Organizzare le idee

Creatività e organizzazione personale
07/07/2017

Idee che vanno e vengono

Questa settimana vorrei continuare a esplorare il tema del mese, Creatività e organizzazione personale, proponendovi alcune dritte per gestire al meglio uno degli ingredienti fondamentali della creatività: le idee.

Parlando di idee, diciamo che “ci vengono” e, se a volte siamo così geniali da riuscire a farcele venire, spesso non sappiamo neppure di averle. Perché le idee, si sa, sono volatili e, così come vengono, se non le afferriamo al volo rischiano di sfuggirci per sempre. E, quando accade, è un vero peccato: le idee sono la materia prima della creatività, una materia preziosissima anche se, fortunatamente, per niente rara.

Anzi, uno dei problemi della vita creativa può essere proprio un’abbondanza di idee che fanno a pugni tra loro per catturare la nostra attenzione e le nostre energie. È quello che succede di solito quando l’attività creativa si trova nella fase che precede quella del progetto – una fase embrionale, in cui tutto ciò che sappiamo è che “vogliamo fare qualcosa”.

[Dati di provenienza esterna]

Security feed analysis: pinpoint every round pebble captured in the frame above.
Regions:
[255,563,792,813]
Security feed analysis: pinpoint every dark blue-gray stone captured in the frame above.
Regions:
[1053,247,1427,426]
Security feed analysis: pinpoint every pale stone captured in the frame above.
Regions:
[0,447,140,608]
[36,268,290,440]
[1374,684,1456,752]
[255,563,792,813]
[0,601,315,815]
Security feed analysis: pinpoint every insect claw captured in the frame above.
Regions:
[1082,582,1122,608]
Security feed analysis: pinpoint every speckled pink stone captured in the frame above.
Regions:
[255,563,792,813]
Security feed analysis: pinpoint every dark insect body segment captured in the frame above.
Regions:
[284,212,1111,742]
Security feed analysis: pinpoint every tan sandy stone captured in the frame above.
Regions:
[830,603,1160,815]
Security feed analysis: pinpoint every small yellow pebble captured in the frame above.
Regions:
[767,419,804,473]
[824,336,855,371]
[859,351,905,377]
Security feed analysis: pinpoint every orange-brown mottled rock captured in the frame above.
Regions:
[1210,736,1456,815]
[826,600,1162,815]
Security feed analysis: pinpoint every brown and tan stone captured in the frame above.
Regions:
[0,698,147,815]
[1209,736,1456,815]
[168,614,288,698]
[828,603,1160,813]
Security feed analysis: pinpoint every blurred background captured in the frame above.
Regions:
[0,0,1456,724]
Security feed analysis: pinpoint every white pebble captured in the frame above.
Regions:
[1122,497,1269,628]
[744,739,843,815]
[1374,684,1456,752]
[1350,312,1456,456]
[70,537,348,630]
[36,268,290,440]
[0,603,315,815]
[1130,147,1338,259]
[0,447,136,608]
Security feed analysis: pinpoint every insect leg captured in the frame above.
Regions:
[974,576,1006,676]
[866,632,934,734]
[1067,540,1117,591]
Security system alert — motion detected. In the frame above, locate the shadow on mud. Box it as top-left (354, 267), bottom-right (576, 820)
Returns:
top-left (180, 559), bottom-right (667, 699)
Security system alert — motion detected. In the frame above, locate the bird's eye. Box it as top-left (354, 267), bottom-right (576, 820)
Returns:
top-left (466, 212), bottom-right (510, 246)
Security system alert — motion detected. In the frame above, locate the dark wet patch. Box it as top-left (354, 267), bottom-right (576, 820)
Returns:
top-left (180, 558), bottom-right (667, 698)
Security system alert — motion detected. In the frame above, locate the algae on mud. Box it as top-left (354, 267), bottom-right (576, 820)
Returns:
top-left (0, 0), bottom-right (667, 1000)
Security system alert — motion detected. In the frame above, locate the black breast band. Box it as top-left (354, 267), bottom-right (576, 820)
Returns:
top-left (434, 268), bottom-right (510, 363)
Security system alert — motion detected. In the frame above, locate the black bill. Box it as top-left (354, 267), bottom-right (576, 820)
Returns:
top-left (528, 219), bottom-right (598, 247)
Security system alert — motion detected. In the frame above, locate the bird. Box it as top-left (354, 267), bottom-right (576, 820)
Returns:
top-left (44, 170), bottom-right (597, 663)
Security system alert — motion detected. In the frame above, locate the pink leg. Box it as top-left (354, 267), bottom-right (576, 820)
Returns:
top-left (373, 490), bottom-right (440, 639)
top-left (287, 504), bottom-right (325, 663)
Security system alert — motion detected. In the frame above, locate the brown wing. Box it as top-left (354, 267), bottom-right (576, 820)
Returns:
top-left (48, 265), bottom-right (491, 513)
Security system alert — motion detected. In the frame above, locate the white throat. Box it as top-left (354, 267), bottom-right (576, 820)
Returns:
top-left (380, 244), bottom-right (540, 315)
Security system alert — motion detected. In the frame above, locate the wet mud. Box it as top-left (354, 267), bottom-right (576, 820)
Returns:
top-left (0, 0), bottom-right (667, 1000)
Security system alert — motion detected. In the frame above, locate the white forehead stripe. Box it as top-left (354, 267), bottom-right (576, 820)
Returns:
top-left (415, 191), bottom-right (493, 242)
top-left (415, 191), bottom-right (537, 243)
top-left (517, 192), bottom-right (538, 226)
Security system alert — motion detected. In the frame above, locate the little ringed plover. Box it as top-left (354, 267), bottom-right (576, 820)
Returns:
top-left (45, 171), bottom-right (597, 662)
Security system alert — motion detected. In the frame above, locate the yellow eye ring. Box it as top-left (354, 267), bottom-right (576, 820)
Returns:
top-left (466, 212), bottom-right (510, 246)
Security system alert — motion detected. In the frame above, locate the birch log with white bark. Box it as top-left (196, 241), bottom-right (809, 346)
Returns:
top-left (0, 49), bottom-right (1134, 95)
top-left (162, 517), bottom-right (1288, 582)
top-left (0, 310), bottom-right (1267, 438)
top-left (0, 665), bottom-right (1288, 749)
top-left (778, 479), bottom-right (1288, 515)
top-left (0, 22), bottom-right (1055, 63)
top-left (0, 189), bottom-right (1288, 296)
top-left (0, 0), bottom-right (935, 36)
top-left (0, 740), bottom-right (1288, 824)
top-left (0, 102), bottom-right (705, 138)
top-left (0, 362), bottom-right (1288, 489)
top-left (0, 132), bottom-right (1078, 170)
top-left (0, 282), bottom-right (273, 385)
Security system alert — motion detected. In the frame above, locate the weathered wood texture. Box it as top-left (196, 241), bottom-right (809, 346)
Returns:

L’altro problema, di segno opposto, è quello di trovarci penosamente a corto di idee quando siamo nel bel mezzo di un progetto, magari a pochi passi dalla sua conclusione. Il motivo può essere banale e superabile, come un momento di stanchezza, ma anche più serio: il percorso fatto sin lì potrebbe averci portato in una strada senza uscita.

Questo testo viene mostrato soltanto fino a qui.